Bernanke outlines shadow banking reform priorities

Fed chairman outlines regulatory steps taken so far in relation to shadow banking; says careful monitoring and supervision of the whole system are required

The chairman of the Federal Reserve, Ben Bernanke, on April 9, outlined the Fed’s priorities in relation to tackling the so-called shadow banking sector.

Speaking at the Federal Reserve Bank of Atlanta’s financial markets conference in Georgia, Bernanke began by discussing the provisions of Basel 2.5 and Basel III in addressing “interconnectedness and other sources of systemic risk”.

The principal method for tackling shadow banking deployed by the Basel rules relates to raised capital requirements for exposure to unregulated financial institutions, such as hedge funds, asset managers and credit insurers.

Bernanke said Basel III also contains quantitative liquidity rules that reflect the sponsorship of off-balance-sheet vehicles by banks.

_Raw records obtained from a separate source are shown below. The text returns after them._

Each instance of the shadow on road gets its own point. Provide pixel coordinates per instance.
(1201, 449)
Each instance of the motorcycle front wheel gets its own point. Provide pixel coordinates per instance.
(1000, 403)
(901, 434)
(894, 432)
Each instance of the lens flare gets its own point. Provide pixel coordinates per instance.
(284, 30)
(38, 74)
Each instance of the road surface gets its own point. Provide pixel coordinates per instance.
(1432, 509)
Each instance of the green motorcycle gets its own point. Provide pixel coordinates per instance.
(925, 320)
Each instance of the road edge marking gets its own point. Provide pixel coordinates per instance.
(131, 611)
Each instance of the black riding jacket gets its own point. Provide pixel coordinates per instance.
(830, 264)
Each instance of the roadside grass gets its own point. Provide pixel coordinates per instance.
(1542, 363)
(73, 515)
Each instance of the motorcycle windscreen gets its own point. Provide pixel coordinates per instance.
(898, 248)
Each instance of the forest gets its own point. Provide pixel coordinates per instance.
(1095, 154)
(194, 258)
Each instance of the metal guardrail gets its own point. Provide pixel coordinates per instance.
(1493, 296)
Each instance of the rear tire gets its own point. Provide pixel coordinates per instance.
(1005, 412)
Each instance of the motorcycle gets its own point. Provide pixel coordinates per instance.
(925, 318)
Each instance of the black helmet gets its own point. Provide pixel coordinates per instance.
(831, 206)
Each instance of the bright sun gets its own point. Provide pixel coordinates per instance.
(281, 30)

The chairman also discussed progress made by the Financial Stability Board (FSB) with regard to developing rules to govern shadow banking institutions. He said the FSB was examining the supervisory framework from five perspectives: money market funds, securitisation, securities lending and the repo market, banks’ interactions with shadow banks, and “other shadow banking entities”.

The Fed chairman described the FSB’s agenda as ambitious due to the “substantial variation in the structure of shadow banking in different countries”.

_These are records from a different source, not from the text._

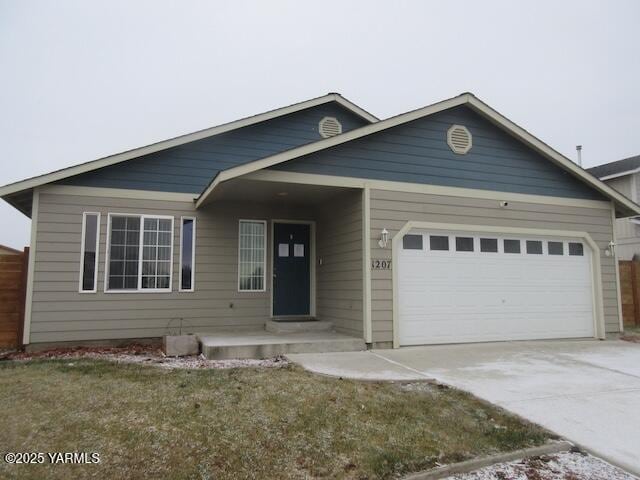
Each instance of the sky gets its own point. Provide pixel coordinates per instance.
(82, 80)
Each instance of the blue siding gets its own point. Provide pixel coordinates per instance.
(417, 152)
(190, 167)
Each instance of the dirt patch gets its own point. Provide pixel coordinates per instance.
(562, 466)
(140, 354)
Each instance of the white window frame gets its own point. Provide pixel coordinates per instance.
(193, 255)
(264, 260)
(107, 256)
(95, 273)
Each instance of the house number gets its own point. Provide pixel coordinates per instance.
(381, 264)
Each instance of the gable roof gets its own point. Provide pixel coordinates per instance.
(181, 140)
(468, 99)
(619, 168)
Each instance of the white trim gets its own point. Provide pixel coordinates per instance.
(366, 264)
(620, 174)
(107, 255)
(82, 247)
(598, 308)
(350, 182)
(617, 266)
(193, 255)
(312, 264)
(117, 193)
(264, 260)
(181, 140)
(464, 99)
(31, 267)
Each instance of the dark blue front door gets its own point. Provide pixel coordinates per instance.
(291, 268)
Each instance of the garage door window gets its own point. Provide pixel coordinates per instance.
(412, 242)
(555, 248)
(512, 246)
(489, 245)
(464, 244)
(576, 249)
(438, 242)
(534, 247)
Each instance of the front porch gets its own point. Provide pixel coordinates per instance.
(299, 278)
(265, 343)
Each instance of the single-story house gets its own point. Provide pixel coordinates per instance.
(445, 224)
(624, 176)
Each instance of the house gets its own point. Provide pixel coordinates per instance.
(623, 176)
(4, 250)
(445, 224)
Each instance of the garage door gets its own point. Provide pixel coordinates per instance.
(466, 287)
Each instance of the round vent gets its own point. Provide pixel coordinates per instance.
(329, 127)
(459, 139)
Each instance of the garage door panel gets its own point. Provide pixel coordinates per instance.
(450, 297)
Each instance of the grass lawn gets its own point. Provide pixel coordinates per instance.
(147, 422)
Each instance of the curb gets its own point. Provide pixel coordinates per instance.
(478, 463)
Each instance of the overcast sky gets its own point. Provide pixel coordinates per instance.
(81, 80)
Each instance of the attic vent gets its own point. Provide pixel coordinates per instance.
(459, 139)
(329, 127)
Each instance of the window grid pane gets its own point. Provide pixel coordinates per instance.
(534, 247)
(252, 255)
(156, 253)
(124, 253)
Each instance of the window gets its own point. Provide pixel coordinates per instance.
(512, 246)
(438, 242)
(412, 242)
(187, 253)
(251, 256)
(489, 245)
(555, 248)
(464, 244)
(89, 252)
(534, 247)
(576, 249)
(140, 262)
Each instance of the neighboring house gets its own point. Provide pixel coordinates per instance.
(4, 250)
(444, 224)
(624, 176)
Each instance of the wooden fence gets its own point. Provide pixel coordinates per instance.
(630, 291)
(13, 286)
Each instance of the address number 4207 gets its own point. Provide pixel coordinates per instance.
(381, 264)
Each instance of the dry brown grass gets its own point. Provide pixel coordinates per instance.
(241, 423)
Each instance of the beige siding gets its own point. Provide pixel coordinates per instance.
(391, 210)
(339, 278)
(627, 232)
(60, 313)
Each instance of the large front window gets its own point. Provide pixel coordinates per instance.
(251, 256)
(139, 262)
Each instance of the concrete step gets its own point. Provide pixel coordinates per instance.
(311, 325)
(263, 344)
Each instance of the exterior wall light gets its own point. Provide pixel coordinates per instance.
(384, 238)
(611, 249)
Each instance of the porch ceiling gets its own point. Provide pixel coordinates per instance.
(241, 189)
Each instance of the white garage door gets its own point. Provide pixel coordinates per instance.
(466, 287)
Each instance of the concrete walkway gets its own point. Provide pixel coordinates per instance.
(586, 391)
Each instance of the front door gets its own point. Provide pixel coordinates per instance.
(291, 269)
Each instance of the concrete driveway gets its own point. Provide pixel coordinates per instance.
(586, 391)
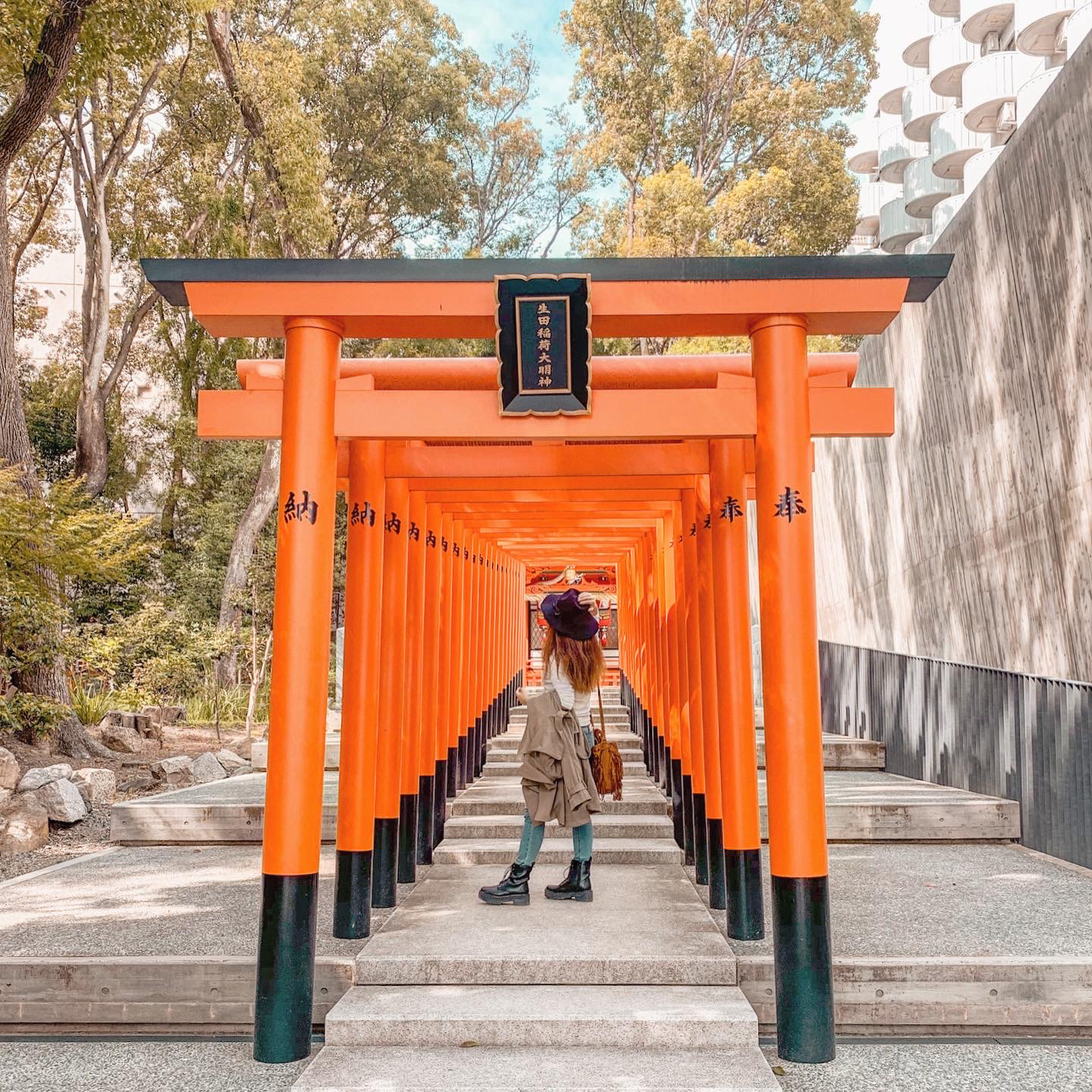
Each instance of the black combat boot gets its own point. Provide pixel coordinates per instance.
(513, 890)
(577, 885)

Turning his thoughts to the domestic picture, Bernanke outlined how the Financial Accounting Standards Board had introduced a rule in 2009 requiring securitisations and other structured finance vehicles, in certain situations, to be consolidated onto the sponsoring bank’s balance sheet

He said additional steps to increase the “resiliency” of money market funds were important for the overall stability of the financial system and “warranted serious consideration”.

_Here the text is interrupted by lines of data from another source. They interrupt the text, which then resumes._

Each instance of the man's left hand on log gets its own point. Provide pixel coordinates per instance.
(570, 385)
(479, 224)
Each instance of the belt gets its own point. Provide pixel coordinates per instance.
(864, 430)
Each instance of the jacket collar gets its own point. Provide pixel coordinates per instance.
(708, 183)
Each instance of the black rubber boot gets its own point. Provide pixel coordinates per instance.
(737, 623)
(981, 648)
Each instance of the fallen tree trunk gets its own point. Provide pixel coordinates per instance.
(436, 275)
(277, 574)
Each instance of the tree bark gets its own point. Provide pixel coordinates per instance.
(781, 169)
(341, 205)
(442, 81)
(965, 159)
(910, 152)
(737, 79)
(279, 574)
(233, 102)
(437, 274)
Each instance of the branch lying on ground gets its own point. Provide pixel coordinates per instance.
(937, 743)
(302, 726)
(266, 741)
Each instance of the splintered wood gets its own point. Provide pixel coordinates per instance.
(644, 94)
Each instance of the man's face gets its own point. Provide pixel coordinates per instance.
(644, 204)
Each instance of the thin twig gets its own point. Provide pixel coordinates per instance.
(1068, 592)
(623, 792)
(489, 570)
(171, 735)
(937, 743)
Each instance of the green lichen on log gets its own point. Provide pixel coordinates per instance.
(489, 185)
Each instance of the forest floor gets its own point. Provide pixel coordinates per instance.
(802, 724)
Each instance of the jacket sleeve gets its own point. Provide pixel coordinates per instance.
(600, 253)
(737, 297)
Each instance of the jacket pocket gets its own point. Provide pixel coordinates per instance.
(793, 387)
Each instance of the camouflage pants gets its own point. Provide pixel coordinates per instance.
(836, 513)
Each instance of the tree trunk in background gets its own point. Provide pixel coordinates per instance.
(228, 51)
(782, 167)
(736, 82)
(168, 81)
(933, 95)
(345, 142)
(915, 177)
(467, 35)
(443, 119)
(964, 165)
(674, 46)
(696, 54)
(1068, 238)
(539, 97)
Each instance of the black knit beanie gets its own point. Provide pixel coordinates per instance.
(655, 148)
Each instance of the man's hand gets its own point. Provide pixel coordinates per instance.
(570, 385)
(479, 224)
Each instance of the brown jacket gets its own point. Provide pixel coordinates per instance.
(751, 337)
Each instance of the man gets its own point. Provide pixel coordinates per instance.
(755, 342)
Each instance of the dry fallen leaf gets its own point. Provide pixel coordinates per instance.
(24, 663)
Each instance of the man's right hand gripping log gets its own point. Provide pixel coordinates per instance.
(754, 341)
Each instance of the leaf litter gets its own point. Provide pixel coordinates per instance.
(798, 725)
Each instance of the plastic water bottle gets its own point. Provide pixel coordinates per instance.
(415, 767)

Bernanke said that while the Securities and Exchange Commission (SEC) introduced measures to increase the liquidity buffers money market funds are required to maintain, the risk of runs on money market funds could not be discounted. He said this is due to a possible combination of fixed net asset values, extremely risk-averse investors, and the absence of explicit loss absorption capacity.

Bernanke said the SEC had outlined further measures it would like to introduce, including possibly requiring funds to maintain loss-absorbing capital buffers.

The SEC recommendations were among a number of proposals suggested in relation to money market funds, said Bernanke. He did not specify what the other proposals were, nor did he express a preference for any of the suggested methods of reducing the systemic risk posed by the funds, but emphasised that it is “important” that further measures be taken.

Having set out the reforms, which he said aimed to bring the shadow banking system “into the sunlight”, the Fed chairman warned that the financial system was constantly evolving, and that as new regulations come into force, the financial system will adapt to find ways to “push risk-taking from more regulated to less regulated areas”. He said this increased the need for careful monitoring and supervision of the system as a whole.